If a pass-through business such as an S corporation has net business income of $10 million attributable to the conduct of a trade or business in the United States, and all of the shareholders of the S corporation are higher income taxpayers, the shareholders of the S corporation would be entitled to a 20% deduction (collectively, a deduction of $2 million) if the S corporation paid W-2 wages of $4 million or more during the year, or if the S corporation paid W-2 wages of $3 million and had depreciable tangible property at the end of the taxable year with an original acquisition cost of $50 million or more.

However, the shareholders of the S corporation would be entitled to a deduction of only 15% of the S corporation’s net business income (collectively, a deduction of $1.5 million for all of the shareholders) if the S corporation paid W-2 wages of $3 million during the taxable year and had depreciable tangible property at the end of the taxable year with an original acquisition cost of $30 million.

Because of these limitations based on the pass-through business’ W-2 wages and the original acquisition cost of its depreciable tangible property, it is likely that higher income owners of a pass-through business will have a deduction less than 20% of net business income if the pass-through business uses too many independent contractors rather than employees, or if the pass-through business’ net business income is attributable to owning inventory, land or intangible assets, rather than owning machinery, equipment or depreciable real estate such as a building.

Even if the 20% deduction is available in one year, the deduction may not be fully available in a subsequent tax year if the pass-through business’ net business income increases substantially without a commensurate increase in employees or depreciable tangible property.

Owners of pass-through businesses that have taxable income of $157,500 or less (or $315,000 or less for married individuals filing jointly) are entitled to a 20% deduction with regard to their share of the pass-through business’ net business income without regard to the limitations based on the pass-through business’ W-2 wages and depreciable tangible property. Consequently, lower income owners of a pass-through business may receive a 20% deduction with regard to their share of the net business income of the pass-through business, whereas higher income owners of the same pass-through business may receive a deduction that is less than 20%.
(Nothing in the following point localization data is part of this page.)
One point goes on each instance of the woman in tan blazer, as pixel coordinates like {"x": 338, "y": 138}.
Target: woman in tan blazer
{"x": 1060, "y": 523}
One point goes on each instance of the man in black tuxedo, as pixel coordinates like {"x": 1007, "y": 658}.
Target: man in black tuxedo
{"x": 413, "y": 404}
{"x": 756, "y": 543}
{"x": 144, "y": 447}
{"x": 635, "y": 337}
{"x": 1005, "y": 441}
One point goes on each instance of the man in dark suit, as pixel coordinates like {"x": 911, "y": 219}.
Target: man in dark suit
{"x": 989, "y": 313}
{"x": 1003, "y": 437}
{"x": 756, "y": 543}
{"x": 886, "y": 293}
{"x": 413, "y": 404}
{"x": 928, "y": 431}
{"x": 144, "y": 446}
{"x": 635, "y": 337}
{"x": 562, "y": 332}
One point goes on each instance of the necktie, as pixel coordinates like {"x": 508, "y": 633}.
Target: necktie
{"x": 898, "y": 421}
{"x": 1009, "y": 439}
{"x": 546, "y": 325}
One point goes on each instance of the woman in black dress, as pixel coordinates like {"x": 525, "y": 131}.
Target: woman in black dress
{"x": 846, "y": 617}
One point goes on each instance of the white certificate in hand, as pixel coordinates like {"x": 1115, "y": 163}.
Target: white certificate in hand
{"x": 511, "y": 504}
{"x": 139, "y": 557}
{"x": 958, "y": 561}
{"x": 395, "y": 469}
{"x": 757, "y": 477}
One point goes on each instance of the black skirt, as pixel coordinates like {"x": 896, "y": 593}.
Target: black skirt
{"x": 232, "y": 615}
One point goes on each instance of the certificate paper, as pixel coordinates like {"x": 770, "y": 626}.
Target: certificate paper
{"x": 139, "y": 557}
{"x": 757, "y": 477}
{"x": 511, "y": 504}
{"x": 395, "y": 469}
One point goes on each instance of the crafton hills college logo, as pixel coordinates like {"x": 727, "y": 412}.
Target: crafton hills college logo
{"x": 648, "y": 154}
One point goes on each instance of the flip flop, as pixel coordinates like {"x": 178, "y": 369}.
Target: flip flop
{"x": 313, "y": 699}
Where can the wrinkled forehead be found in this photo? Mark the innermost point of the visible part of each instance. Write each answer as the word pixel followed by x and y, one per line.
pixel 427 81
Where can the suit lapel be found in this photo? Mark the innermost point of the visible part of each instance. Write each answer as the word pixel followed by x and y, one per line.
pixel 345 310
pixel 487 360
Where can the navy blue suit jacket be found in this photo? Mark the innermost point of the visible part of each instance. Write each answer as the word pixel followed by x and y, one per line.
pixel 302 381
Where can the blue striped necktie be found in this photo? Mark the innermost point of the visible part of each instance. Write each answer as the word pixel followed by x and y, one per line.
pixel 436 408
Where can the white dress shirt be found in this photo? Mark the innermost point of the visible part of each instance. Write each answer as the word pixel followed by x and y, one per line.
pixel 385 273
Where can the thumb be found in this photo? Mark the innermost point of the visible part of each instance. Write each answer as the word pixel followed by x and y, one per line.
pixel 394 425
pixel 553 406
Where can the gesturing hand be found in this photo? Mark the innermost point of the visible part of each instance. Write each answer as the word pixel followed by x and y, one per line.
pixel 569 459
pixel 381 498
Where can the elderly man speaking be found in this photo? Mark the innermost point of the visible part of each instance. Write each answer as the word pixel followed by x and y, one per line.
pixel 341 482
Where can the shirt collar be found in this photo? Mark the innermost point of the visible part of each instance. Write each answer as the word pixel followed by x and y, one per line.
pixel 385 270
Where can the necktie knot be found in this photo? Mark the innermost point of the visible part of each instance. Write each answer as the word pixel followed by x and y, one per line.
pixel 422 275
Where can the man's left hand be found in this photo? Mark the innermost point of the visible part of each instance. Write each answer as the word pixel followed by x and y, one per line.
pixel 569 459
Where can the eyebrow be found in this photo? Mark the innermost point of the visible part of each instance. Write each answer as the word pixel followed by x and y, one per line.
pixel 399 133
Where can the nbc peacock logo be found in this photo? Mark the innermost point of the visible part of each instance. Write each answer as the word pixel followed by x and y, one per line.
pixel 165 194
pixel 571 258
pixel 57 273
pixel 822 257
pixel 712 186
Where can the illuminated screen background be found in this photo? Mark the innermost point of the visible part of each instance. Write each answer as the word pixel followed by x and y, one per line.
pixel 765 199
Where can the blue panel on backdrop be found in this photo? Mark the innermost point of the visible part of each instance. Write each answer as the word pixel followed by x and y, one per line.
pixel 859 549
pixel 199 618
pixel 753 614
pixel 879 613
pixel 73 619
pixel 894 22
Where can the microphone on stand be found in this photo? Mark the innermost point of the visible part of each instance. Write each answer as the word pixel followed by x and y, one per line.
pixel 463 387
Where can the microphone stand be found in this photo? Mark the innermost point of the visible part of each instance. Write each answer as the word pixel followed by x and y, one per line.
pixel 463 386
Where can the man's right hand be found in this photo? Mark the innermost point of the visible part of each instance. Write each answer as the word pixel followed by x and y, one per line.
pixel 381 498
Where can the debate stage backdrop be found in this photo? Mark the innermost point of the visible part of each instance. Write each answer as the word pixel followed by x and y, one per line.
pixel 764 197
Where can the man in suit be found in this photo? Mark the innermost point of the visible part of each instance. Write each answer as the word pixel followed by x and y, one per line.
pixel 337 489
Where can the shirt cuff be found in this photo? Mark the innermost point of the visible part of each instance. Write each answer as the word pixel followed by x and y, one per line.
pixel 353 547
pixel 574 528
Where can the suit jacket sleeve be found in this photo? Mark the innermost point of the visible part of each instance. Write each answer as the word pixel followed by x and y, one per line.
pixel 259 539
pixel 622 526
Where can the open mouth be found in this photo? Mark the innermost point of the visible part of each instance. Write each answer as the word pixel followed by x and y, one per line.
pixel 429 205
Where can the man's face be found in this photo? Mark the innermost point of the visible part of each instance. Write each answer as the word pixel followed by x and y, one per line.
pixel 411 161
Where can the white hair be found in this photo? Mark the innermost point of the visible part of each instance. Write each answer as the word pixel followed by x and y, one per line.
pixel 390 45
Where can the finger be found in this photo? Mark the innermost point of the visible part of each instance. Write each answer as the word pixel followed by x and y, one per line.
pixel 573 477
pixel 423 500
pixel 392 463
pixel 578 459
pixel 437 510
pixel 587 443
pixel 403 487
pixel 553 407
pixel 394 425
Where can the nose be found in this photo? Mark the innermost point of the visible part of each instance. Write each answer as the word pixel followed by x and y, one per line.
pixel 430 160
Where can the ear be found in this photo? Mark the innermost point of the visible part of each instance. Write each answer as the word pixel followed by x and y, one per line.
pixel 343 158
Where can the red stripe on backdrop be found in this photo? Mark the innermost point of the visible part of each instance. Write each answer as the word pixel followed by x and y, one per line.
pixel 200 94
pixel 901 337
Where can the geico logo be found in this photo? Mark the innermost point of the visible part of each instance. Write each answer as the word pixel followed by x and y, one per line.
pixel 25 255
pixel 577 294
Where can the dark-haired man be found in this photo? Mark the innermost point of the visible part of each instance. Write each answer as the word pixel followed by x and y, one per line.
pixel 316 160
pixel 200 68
All taxpayers (not just higher income taxpayers) that own interests in multiple pass-through businesses must take into account their share of the net business income of all pass-through businesses in computing the 20% deduction. A taxpayer filing a joint return that has net business income of $150 from one pass-through business, a loss of $50 from a second pass-through business, and whose spouse has a loss of $40 from a third pass-through business would be entitled to a 20% deduction on net business income of $60 ($150 minus $50 minus $40), subject to application of the limitations based on W-2 wages and depreciable tangible property of the pass-through businesses.